1000 Euro Strafe für Familie
Wiener kaufen French Bulldog
(26.08.2026) Eine Wiener Familie muss 1000 Euro Strafe zahlen, nachdem sie eine Französische Bulldogge mit äußerlich erkennbaren Qualzuchtmerkmalen gekauft hatte. Wie die „Kronen Zeitung“ berichtet, wurde der Fall durch Fotos des Welpen auf Facebook bekannt. Eine Tierschutzorganisation erstattete Anzeige – das zuständige Magistratische Bezirksamt leitete daraufhin ein Verwaltungsstrafverfahren ein.
French Bulldog „Emmi“ mit mehreren Qualzuchtmerkmalen
Die Familie hatte ihren Welpen „Emmi“ stolz in sozialen Netzwerken präsentiert. Auf den Bildern waren laut Bericht mehrere Merkmale zu erkennen, die als problematisch gelten: ein stark verkürzter beziehungsweise deformierter Schädel, ausgeprägte Hautfalten, ein sehr kurzer Schwanz und eine Merle-Fellzeichnung.
Solche Merkmale können bei betroffenen Hunden mit erheblichen gesundheitlichen Problemen verbunden sein. Bei kurzköpfigen Rassen wie der Französischen Bulldogge treten beispielsweise Atemprobleme, Überhitzung, Augen- und Hauterkrankungen sowie Beschwerden des Bewegungsapparats auf.
Kauf von Qualzucht-Tieren ist in Österreich verboten
Entscheidend an dem Wiener Fall ist: Nicht nur die problematische Zucht kann rechtliche Konsequenzen haben. Nach Paragraf 8 des österreichischen Tierschutzgesetzes ist es auch verboten, nicht landwirtschaftlich genutzte Tiere mit Qualzuchtsymptomen oder äußerlich erkennbaren Qualzuchtmerkmalen zu importieren, zu erwerben, zu vermitteln oder weiterzugeben.
Verstöße gegen diese Bestimmung gelten als Verwaltungsübertretung. Nach Paragraf 38 Tierschutzgesetz sind dafür Geldstrafen von bis zu 7500 Euro, im Wiederholungsfall sogar bis zu 15.000 Euro, möglich.
Im konkreten Wiener Fall wurde laut „Krone“ eine Strafe von 1000 Euro verhängt.
Facebook-Fotos führten zur Anzeige
Auslöser für das Verfahren waren offenbar die öffentlich geposteten Bilder des Welpen. Eine Tierschutzorganisation erkannte darauf nach eigenen Angaben äußerlich sichtbare Qualzuchtmerkmale und meldete den Fall den Behörden.
Auch das Präsentieren von Tieren mit Qualzuchtsymptomen oder äußerlich erkennbaren Qualzuchtmerkmalen ist in Österreich seit Anfang 2025 ausdrücklich eingeschränkt. Paragraf 8b des Tierschutzgesetzes verbietet unter anderem das Ausstellen oder Präsentieren solcher Tiere.
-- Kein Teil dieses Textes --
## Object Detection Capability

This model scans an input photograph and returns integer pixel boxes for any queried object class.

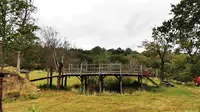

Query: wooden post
[99,75,104,94]
[25,71,30,80]
[64,76,67,87]
[119,76,123,94]
[140,65,143,89]
[57,63,63,89]
[99,76,102,94]
[0,73,4,112]
[47,69,49,86]
[61,71,64,87]
[49,67,53,88]
[17,51,21,74]
[85,76,88,94]
[80,76,84,94]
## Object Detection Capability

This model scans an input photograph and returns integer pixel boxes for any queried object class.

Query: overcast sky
[35,0,180,51]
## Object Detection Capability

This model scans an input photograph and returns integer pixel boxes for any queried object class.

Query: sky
[35,0,180,51]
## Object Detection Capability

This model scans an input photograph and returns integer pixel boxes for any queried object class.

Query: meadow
[3,71,200,112]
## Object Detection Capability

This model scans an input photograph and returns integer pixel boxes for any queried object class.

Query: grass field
[3,71,200,112]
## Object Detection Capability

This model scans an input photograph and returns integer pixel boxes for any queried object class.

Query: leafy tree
[42,27,70,70]
[143,21,172,82]
[171,0,200,76]
[0,0,38,68]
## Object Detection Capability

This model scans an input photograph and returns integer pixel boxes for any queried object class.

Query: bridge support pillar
[138,76,143,89]
[64,76,67,87]
[84,76,89,94]
[116,76,123,94]
[80,76,84,94]
[49,67,53,88]
[99,75,105,94]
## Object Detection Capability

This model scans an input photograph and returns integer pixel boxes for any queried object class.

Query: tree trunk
[160,59,165,83]
[17,51,21,74]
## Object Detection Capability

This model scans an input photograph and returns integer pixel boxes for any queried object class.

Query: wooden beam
[84,76,89,94]
[49,67,53,88]
[0,73,4,112]
[119,76,123,94]
[64,76,67,87]
[80,76,84,94]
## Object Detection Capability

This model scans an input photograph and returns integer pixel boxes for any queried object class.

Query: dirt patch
[3,74,38,99]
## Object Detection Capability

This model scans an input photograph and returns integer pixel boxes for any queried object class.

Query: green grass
[3,71,200,112]
[3,86,200,112]
[20,71,80,86]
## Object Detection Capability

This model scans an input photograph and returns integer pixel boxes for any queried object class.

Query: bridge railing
[64,64,142,74]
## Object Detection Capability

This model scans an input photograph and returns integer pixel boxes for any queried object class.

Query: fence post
[57,63,63,89]
[140,65,143,89]
[49,67,53,88]
[25,71,30,80]
[0,73,4,112]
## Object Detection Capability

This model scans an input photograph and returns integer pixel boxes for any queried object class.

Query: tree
[41,27,70,70]
[171,0,200,76]
[0,0,38,69]
[143,21,172,82]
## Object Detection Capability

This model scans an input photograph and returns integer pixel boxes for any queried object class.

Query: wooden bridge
[30,63,158,93]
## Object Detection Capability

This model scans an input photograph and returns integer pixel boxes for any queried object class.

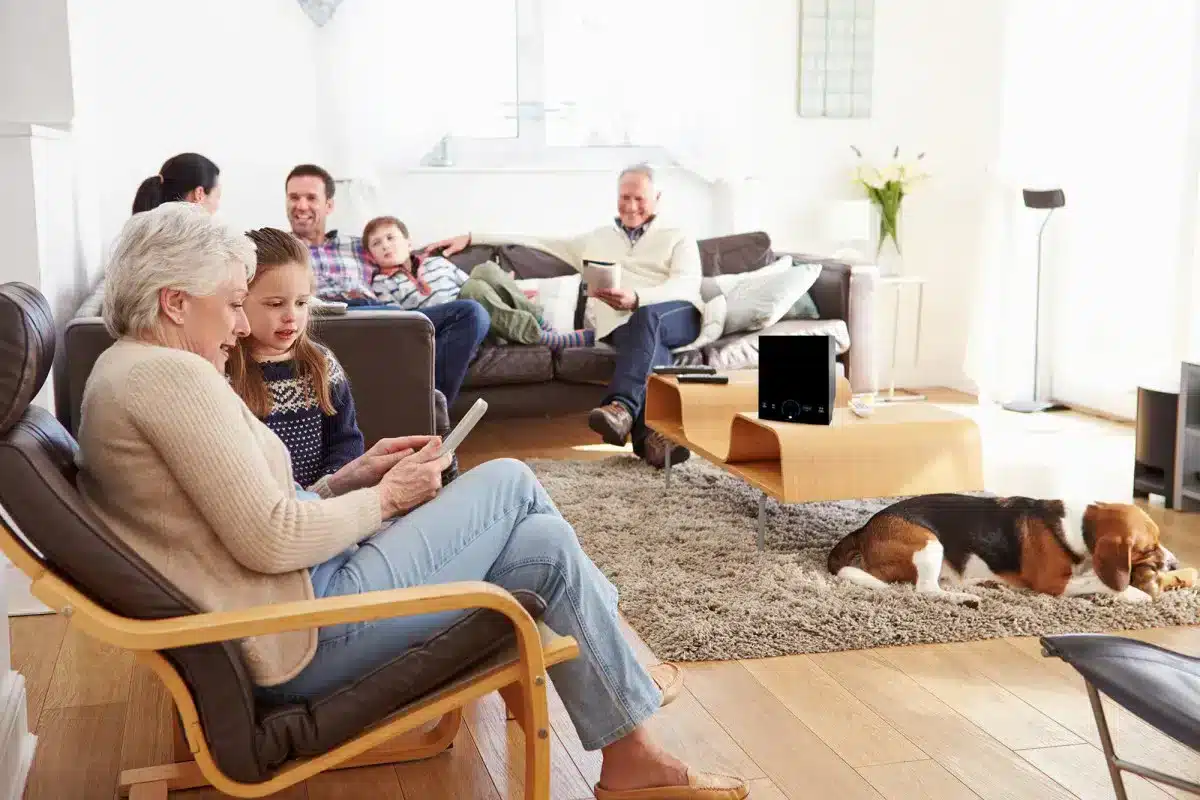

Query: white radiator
[0,569,37,800]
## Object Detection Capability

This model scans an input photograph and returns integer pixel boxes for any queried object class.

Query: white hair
[617,164,654,186]
[102,203,256,338]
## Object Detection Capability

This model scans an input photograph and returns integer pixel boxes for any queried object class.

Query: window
[799,0,875,119]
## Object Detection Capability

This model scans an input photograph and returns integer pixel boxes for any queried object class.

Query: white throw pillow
[517,275,583,331]
[725,257,821,336]
[671,294,727,353]
[713,255,792,294]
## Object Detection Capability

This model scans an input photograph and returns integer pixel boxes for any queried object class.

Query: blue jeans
[268,458,661,750]
[420,300,482,408]
[604,300,702,451]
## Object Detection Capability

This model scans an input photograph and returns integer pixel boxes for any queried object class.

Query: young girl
[362,217,596,350]
[229,228,364,486]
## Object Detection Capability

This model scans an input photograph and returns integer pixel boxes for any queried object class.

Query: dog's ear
[1084,505,1133,591]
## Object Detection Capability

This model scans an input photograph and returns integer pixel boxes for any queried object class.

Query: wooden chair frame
[0,518,580,800]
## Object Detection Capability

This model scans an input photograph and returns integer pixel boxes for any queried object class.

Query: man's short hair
[283,164,337,200]
[617,164,654,186]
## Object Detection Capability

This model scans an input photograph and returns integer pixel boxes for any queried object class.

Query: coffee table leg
[758,492,767,549]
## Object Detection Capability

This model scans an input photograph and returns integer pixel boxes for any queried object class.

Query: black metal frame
[1084,680,1200,800]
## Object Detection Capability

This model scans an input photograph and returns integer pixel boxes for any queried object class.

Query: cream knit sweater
[78,339,380,686]
[470,219,704,339]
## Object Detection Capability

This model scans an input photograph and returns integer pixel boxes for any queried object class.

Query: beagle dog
[828,494,1178,606]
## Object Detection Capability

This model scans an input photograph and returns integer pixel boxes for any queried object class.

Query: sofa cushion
[702,319,850,369]
[716,255,821,335]
[516,272,583,331]
[463,344,554,389]
[696,230,773,277]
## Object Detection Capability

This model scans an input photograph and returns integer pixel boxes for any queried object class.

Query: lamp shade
[1021,188,1067,209]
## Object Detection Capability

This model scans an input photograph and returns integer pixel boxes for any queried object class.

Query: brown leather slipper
[647,662,683,708]
[595,769,750,800]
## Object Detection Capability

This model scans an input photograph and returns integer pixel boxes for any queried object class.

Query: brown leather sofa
[54,311,449,446]
[441,231,851,419]
[54,231,852,444]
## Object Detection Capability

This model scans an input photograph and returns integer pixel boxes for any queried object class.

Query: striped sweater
[371,254,468,311]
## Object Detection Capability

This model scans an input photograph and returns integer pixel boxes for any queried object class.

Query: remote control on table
[850,397,875,417]
[654,363,716,375]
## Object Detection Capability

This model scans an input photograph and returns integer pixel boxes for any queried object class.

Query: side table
[876,275,925,403]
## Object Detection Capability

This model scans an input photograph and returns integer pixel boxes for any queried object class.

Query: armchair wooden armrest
[0,532,578,800]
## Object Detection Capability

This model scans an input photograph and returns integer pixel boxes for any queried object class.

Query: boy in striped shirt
[362,217,595,350]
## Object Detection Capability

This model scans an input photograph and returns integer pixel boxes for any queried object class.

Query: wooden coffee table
[646,371,983,548]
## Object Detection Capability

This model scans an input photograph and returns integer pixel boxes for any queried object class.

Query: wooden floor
[11,392,1200,800]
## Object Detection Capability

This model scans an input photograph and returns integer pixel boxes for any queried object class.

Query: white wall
[0,0,72,126]
[70,0,326,258]
[320,0,1007,385]
[713,0,1006,385]
[972,0,1200,417]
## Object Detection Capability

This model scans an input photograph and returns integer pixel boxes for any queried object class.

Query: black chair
[1042,633,1200,800]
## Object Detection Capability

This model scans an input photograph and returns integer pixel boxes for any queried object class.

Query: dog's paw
[942,591,979,608]
[1116,587,1154,603]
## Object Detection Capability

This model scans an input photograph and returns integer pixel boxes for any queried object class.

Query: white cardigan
[470,221,704,339]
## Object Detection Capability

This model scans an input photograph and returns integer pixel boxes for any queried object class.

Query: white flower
[856,167,883,188]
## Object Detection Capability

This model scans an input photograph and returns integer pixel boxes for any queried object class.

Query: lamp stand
[1001,209,1066,414]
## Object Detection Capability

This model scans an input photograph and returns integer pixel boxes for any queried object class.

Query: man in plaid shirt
[284,164,491,405]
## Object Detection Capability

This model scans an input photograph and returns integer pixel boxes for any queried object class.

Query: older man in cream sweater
[430,166,702,467]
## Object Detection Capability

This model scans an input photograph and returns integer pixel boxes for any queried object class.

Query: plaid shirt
[308,230,374,300]
[614,217,654,247]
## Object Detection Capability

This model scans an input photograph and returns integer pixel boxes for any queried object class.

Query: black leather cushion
[1042,633,1200,750]
[450,245,576,278]
[554,344,617,384]
[463,344,554,389]
[0,284,544,783]
[0,283,54,433]
[696,230,772,278]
Tierschutzombudsfrau warnt Käufer
Wiens Tierschutzombudsfrau Eva Persy appelliert deshalb an Menschen, beim Hundekauf nicht nur auf das Aussehen zu achten. Jeder Kauf beeinflusse, welche Tiere künftig weitergezüchtet werden. Wer extreme und gesundheitlich problematische Merkmale nicht unterstützt, könne Tierleid verhindern und gleichzeitig rechtliche Konsequenzen vermeiden.
Die Stadt Wien weist ebenfalls darauf hin, dass für Zucht und Verkauf von Tieren klare tierschutzrechtliche Vorgaben gelten und Züchter ihre Tätigkeit grundsätzlich melden beziehungsweise entsprechende Bewilligungen benötigen.
Was gilt als Qualzucht?
Von Qualzucht spricht man, wenn bestimmte gezielt gezüchtete Merkmale bei einem Tier mit Schmerzen, Leiden, Schäden oder erheblichen gesundheitlichen Einschränkungen verbunden sein können. Dazu zählen etwa extrem kurze Schnauzen, stark ausgeprägte Hautfalten, Fehlstellungen, hervortretende Augen oder bestimmte genetisch problematische Fellmerkmale.
Betroffen sein können unter anderem Französische und Englische Bulldoggen, Möpse oder Cavalier King Charles Spaniels, aber auch Katzenrassen wie Scottish Fold oder Perserkatzen.
Der Wiener Fall zeigt damit deutlich: Wer in Österreich einen Hund mit klar erkennbaren Qualzuchtmerkmalen kauft, kann selbst bestraft werden – auch wenn er das Tier nicht gezüchtet hat.